In August 2019, the World Food Programme (WFP) was forced to launch an emergency lean season assistance programme to meet rising needs, months earlier than anticipated.

Bread now costs 20 times what it cost six months ago, while the price of maize has nearly tripled over the same period.

Gladys Chikukwa is a vegetable trader at Sakubva, the second largest market in Zimbabwe.

“Things are rotting in this market because of prices, because today tomatoes will go for 250, tomorrow 300 dollars, tomorrow 400 dollars and people, they don’t have that money,” she said.

The UN agency has warned that communities will face an increasingly desperate situation unless adequate funding for a major relief operation materializes fast.

With nearly 8 million people – half the population – now food insecure, the agency is working to double the number of people it assists to 4.1 million.

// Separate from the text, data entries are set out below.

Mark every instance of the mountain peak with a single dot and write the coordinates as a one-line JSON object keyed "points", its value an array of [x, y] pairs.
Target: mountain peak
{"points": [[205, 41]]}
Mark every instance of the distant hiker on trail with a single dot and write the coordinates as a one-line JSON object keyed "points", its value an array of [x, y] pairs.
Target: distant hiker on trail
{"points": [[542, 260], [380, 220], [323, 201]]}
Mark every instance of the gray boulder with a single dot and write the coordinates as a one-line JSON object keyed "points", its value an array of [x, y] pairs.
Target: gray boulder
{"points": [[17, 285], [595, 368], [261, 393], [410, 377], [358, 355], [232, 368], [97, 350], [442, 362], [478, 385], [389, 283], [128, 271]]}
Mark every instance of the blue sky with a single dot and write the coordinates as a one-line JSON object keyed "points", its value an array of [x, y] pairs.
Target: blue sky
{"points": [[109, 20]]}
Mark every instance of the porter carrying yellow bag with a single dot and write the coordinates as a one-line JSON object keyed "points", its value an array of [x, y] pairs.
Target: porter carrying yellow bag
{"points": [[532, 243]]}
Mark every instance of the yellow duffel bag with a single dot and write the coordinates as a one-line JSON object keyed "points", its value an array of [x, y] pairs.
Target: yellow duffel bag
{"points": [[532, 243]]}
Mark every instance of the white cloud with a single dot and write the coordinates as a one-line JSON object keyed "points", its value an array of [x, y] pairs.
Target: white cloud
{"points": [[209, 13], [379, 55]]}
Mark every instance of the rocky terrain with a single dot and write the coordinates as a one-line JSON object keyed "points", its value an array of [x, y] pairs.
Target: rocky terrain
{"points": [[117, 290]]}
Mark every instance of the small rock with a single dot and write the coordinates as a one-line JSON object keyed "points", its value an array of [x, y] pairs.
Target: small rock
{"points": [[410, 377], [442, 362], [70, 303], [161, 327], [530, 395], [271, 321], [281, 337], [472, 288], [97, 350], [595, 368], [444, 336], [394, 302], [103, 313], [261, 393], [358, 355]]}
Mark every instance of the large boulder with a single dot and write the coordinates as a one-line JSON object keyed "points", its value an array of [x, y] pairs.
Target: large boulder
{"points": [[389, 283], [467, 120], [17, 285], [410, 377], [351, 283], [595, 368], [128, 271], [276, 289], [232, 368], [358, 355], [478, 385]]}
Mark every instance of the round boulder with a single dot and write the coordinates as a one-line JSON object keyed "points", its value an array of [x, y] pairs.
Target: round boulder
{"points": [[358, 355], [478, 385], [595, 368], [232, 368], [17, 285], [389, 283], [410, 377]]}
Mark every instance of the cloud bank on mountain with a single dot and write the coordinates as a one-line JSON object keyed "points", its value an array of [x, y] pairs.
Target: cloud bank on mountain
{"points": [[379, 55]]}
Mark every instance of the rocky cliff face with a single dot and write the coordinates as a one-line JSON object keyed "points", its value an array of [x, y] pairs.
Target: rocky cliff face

The agency says it needs $200 million for its emergency response in the first half of 2020 alone.

“2019 has been an exceptionally tough year for all Zimbabweans. We see a factor, or combination of factors; economic downturn, climate change and subsequent droughts that have led more than 8 million people into food insecurity. As WFP we are looking at ramping up our response over the next couple of weeks to reach almost double of what we had planned,” said Niels Balzer, WFP deputy country director in Zimbabwe.

Drought and flooding have tightened the availability of food across much of southern Africa. WFP aims to purchase supplies from Tanzania, in the form of maize grain, as well as from Mexico, and pulses from Kenya and potentially the Black Sea area.